Increase bids a few days before the launch
Let me say this: I don’t believe in haphazardly throwing money at a PPC problem. That’s not how I roll. But if you can anticipate a short term drop in ad position after the website switch, you can preemptively increase your rankings before the change.
Those are a few tactics you can employ before launching the global change in your account. When you launch your new site your performance will dip as the account re-adjusts to the changes. The decreased ad position and performance should be short term, but here a few things you can do help your account gain back its Quality Score and overall volume:
Conduct keyword research
If you find that you need more search volume, conduct keyword research in order to add new terms. You can do this before the launch as well.
Temporarily increase keyword bids
Stop griping. Of course you don’t want to increase your CPC, but this tactic can help. If you drop in ad position and you need to increase volume, this is a great way to do it. Also, temporarily increasing bids can help enhance your click-through rate. Keep in mind that Google is smart. Google takes into account increased bids simply to improve ad position and CTR. Raising bids can help increase your ad position and gain back some of your lost traffic. But this change won’t necessarily improve your Quality Score (that will take time to heal).

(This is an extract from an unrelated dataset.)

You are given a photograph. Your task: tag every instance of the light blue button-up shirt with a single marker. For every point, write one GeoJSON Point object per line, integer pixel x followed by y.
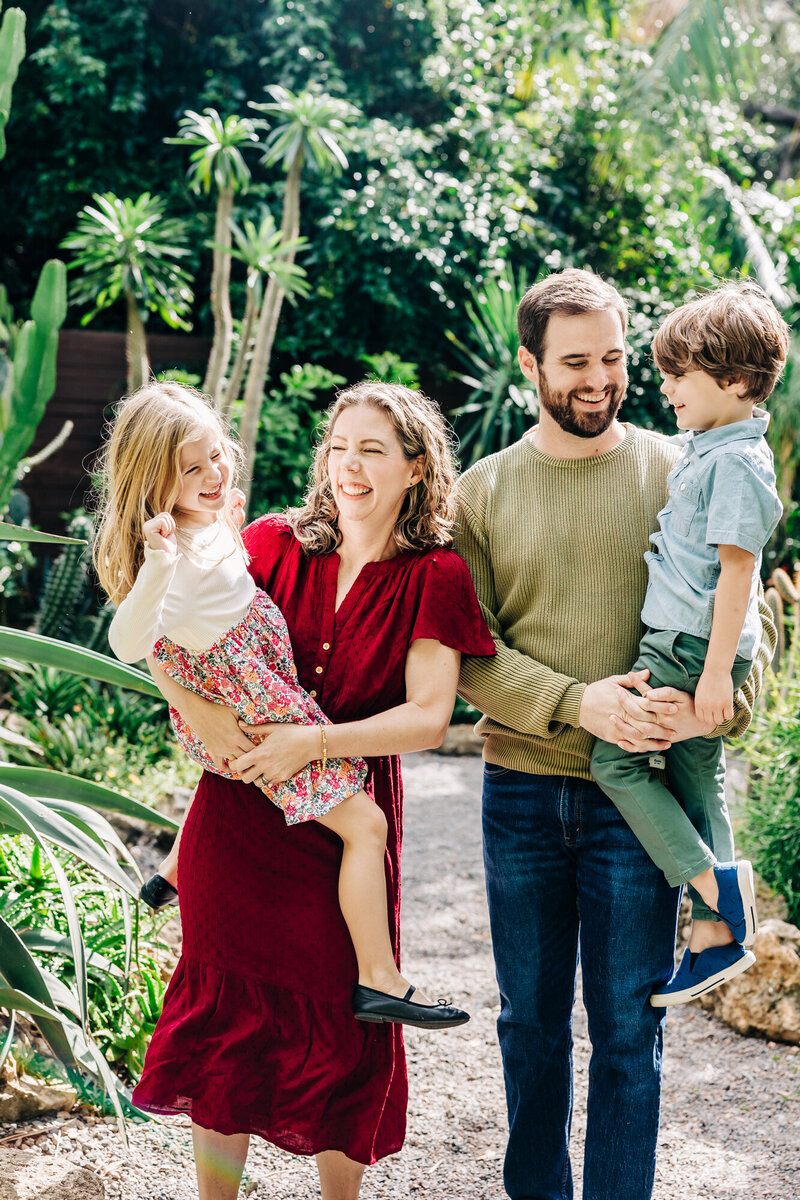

And then it just takes time for your account to acclimate to the big changes you’ve been making. This means that time heals all wounds. AdWords will eventually begin to look normal again.
Keep in mind that you don’t want to panic and restructure your account and make even more major changes in order to fix your performance right away. These will be more alterations that AdWords will have to review and acclimate to and this can make the healing process take even longer!
Unfortunately, I can’t predict exactly when you’re account will be back to its old self. This process usually takes a few weeks, at least. This is where the patience part and the setting of proper expectations comes into play.
So, when should you start panicking because your performance isn’t picking back up? That’s a good question. If things aren’t starting to pick back up around the three week mark, you should contact your Google Representative to make sure everything with the account is solid. But this will be different for each account.
These challenges shouldn’t deter you from launching a new website, but you should know what to expect when you make a big change to your PPC account (like altering all of your ads at once).